Felizmente, a ciência social às vezes nos fornece o antídoto à sua própria vigarice. No caso, o antídoto é o “experimento imaginário” sugerido por Max Weber para comparar a importância relativa de vários fatores causais numa dada situação. Trata-se de fazer abstração mental de determinado fator e averiguar se, sem ele, os acontecimentos teriam sido possíveis. Suponhamos a miséria e a desigualdade. Elas estão presentes por igual em sociedades assoladas pela violência criminosa e entre povos mais pacíficos como os indianos e os romenos. Mutatis mutandis, a criminalidade no Brasil não se expandiu nas áreas mais pobres, mas justamente naquelas que, ao longo das últimas décadas, passaram da miséria absoluta a um padrão de vida que, na Índia, seria considerado de classe média, como por exemplo as favelas cariocas. Omitida a comparação, porém, restam dentro de cada área isolada sinais aparentes em quantidade bastante para manter viva a impressão de que o crime é efeito da miséria. Acoplada a outro topos da retórica esquerdista, o de que a miséria é causada pelo imperialismo americano, essa crença tem por efeito despertar o ódio aos EUA e fomentar esperanças messiânicas numa nova ordem internacional paradisíaca, a ser instaurada sob os auspícios da ONU, da China e da Rússia. Para a realização desse objetivo trabalham incansavelmente várias fundações bilionárias, entre as quais Rockefeller, Carnegie, Soros e, é claro, MacArthur. Seus esforços nesse sentido já foram bem documentados meio século atrás por uma comissão do Congresso americano (v. René A. Wormser, Foundations: Their Power and Influence, New York, Devin-Adair, 1958) e desde então não fizeram senão multiplicar-se em abrangência e quantidade de recursos, incluindo dotações de dinheiro do próprio governo de Washington, que essas entidades sugam e utilizam para seus próprios fins (de modo que esse governo acaba aparecendo como o culpado do que fazem contra ele). Premiar uns quantos “gênios” que ajudem a revestir de honorabilidade científica a trapaça essencial em que se assenta a operação é a parte menos dispendiosa do orçamento. O grosso do dinheiro vai para fomentar diretamente movimentos subversivos e organizações pró-terroristas (v. a estrutura da rede em www.discoverthenetwork.com).

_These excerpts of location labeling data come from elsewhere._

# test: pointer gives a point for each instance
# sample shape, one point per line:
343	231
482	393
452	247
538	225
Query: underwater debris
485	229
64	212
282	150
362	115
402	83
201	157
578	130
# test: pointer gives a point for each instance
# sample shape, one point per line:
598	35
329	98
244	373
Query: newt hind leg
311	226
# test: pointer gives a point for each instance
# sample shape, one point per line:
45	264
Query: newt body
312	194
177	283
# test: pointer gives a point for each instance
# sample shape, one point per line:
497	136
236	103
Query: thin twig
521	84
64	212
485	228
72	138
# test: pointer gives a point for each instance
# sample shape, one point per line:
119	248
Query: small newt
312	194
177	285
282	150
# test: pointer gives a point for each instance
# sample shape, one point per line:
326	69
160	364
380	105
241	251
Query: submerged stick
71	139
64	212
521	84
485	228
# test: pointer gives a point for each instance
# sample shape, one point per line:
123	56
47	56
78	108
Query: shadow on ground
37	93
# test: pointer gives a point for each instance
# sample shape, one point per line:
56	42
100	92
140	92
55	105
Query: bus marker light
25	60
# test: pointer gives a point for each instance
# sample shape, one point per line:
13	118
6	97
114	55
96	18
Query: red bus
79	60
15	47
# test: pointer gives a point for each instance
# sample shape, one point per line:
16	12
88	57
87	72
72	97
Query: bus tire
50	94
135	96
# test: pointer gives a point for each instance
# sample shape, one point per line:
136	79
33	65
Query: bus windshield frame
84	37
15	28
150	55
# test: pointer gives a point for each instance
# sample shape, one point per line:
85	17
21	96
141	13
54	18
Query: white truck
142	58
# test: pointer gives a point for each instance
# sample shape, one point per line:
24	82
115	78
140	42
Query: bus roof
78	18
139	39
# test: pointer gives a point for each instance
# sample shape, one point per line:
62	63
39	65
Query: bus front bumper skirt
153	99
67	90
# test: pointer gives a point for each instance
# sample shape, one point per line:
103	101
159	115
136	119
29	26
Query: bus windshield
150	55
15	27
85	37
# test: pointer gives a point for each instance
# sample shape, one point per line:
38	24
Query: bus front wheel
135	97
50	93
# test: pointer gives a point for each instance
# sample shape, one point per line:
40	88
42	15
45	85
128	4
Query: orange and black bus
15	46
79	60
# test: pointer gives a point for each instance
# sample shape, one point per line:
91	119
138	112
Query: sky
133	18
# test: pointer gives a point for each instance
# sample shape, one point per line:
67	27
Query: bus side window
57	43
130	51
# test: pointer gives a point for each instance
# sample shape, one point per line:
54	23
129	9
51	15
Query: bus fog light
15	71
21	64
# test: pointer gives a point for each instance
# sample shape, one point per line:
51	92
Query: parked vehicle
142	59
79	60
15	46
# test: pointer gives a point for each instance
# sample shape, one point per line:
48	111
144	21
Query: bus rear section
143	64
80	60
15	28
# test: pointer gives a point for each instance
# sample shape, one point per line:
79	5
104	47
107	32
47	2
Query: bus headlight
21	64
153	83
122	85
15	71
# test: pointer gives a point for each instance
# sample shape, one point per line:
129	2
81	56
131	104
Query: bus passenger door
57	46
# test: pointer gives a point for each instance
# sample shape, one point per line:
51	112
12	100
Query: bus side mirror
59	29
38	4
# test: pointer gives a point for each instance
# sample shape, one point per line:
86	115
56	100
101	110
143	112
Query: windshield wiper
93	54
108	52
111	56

Se, de acordo com o experimento weberiano, abstrairmos do quadro presente a atuação dessas fundações, o resultado será simplesmente que a esquerda revolucionária do Terceiro Mundo não teria podido continuar a existir e prosperar depois da queda da URSS e, portanto, a utilização do crime como instrumento da subversão organizada, que é o seu principal modus operandi na última década, se tornaria inviável.

O banditismo, assim, cresceu junto com o prestígio oficial da tese mesma que o explica pela luta de classes. Alegando razões fundadas nessa teoria, o prof. Wacquant prevê um aumento da violência no Brasil. Mas essas razões são desnecessárias. A violência crescerá junto com o número de idiotas que acreditam no prof. Wacquant.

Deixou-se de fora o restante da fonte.